Russell Brunelle (russellb) wrote,
Russell Brunelle

The Paper Chase

Based on my two days of experience at University of Washington so far (plus two weeks of orientation), I'd say these are the differences between what law school is currently like and how it was portrayed in the 1973 movie The Paper Chase:

  1. Less long hair, fewer bell-bottoms.
  2. Professors don't TRY to intimidate you, use the Socratic method hyper-aggressively, insult you for poor answers, or affect an unapproachable demeanor.
  3. The classrooms are much more attractive and well-lit.
  4. You aren't required to stand while giving an answer.
  5. Laptops, laptops, laptops. Westlaw, Westlaw, Westlaw.

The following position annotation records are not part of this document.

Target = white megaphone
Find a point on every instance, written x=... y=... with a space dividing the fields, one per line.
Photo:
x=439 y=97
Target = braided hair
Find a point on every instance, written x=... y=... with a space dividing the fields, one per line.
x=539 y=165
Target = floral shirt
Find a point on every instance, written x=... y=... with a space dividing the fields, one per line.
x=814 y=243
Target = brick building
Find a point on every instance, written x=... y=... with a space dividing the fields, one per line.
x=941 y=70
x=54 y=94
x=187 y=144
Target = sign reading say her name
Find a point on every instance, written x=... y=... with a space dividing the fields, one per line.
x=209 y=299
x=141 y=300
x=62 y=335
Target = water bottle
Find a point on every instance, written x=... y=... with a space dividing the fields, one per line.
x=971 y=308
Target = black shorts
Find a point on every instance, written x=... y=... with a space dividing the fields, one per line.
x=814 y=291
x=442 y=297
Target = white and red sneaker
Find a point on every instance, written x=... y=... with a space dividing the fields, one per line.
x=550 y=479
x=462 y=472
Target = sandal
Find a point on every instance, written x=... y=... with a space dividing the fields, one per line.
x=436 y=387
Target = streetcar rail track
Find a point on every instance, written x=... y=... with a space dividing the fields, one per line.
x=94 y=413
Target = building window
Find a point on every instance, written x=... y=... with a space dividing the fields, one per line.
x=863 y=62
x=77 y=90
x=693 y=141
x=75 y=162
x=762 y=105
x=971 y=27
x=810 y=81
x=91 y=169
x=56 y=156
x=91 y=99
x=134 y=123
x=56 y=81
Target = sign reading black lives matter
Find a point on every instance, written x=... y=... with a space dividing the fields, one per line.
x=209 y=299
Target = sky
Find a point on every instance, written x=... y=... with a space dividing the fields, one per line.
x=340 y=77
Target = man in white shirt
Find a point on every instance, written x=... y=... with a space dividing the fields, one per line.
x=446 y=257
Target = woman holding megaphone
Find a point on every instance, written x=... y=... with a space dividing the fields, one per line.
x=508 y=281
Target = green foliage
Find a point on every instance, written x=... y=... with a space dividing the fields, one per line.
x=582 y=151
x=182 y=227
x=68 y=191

On the other hand, here are the similarities:

  1. There's still a sense that this is a profession which matters, and indeed that sense is perhaps even stronger in real-life here than it was in The Paper Chase (whose characters seemed to focus on "Wall Street jobs" to the exclusion of public-interest work).
  2. There's still a sense that one's class is composed of society's elite, meaning here that each of you has the capacity to make a difference in the world and most of you actually will.
  3. The 1L coursework is unchanged: Civil Procedure, Torts, Property, etc.
  4. The casebook method is still used for each class, and the Socratic method is still employed (though perhaps more selectively).
  5. Making law review still conveys prestige.
  6. You're still embarrassed if you provide a poor answer in class discussion.
  7. Your professors are still worthy of respect: my Civil Procedure professor is arguing a case in the U.S. Supreme Court on October 8 (he has already won three cases in that same court), and right now I'm listening to a talk by Erwin Chemerinsky.
  8. It's still very time-consuming, and very, very hard.